Pílulas Nova Lei de Licitações

INTRODUÇÃO: Baseado na experiência que tive como associado AASP, quando da promulgação do Novo Código de Processo Civil e considerando a práxis adquirida como servidor público, resolvi apresentar “Pílulas” da Nova Lei de Licitação. Não tenho a pretensão de aprofundamento sobre o tema e sim trazer algumas nuances do novo diploma legal. Também não houve preocupação com rigor científico na apresentação do tema. Espero contribuir com os nobres leitores.

DOS PRINCÍPIOS:

A nova de licitações, em seu artigo 5º, ampliou os princípios norteadores das licitações e dos contratos administrativos.

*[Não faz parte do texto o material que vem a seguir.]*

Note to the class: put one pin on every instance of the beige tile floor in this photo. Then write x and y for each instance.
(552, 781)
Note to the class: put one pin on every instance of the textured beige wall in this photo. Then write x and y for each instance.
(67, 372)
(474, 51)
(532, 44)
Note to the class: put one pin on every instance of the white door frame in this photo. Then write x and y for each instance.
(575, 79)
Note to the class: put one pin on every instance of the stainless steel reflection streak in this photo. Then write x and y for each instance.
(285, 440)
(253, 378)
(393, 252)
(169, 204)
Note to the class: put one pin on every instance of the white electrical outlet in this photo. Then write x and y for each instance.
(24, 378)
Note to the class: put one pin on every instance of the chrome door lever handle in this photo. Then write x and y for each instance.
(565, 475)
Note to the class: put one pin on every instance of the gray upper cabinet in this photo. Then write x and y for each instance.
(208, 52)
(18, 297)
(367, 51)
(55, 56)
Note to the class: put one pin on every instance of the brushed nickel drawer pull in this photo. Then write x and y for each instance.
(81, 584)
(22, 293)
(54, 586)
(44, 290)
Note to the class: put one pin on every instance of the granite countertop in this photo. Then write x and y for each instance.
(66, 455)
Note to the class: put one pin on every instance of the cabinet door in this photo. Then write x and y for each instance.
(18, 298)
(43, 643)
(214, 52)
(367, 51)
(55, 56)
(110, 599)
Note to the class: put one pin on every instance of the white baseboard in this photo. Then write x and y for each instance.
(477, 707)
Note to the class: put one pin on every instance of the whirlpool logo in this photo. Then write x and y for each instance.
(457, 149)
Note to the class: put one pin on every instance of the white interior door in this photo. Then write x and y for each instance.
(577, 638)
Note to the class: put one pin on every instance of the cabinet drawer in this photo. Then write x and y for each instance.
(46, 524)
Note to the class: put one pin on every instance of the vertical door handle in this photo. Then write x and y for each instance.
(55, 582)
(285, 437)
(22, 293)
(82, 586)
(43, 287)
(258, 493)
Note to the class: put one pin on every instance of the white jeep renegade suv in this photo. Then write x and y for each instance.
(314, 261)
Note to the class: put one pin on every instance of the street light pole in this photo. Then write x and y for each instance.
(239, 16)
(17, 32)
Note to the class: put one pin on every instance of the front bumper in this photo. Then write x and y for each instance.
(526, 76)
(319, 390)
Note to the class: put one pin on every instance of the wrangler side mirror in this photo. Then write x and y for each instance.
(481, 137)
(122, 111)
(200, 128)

Entre as novidades elencamos os princípios do planejamento, da transparência, da eficácia, da segregação de funções, da motivação, da competitividade, da proporcionalidade, da celeridade, da economicidade e do desenvolvimento nacional sustentável e as normas disposições constantes na Lei de Introdução as normas do Direito Brasileiro. Não se pode dizer, entretanto, que o presente diploma inovou a respeito, uma vez que a maioria dos princípios apresentados eram de observação obrigatória para o Administração Pública. Alguns princípios, inclusive, consolidaram orientações dos Tribunais de Contas.

DA IMPUGNAÇÃO:

Art. 164. Qualquer pessoa é parte legítima para impugnar edital de licitação por irregularidade na aplicação desta Lei ou para solicitar esclarecimento sobre os seus termos, devendo protocolar o pedido até 3 (três) dias úteis antes da data de abertura do certame.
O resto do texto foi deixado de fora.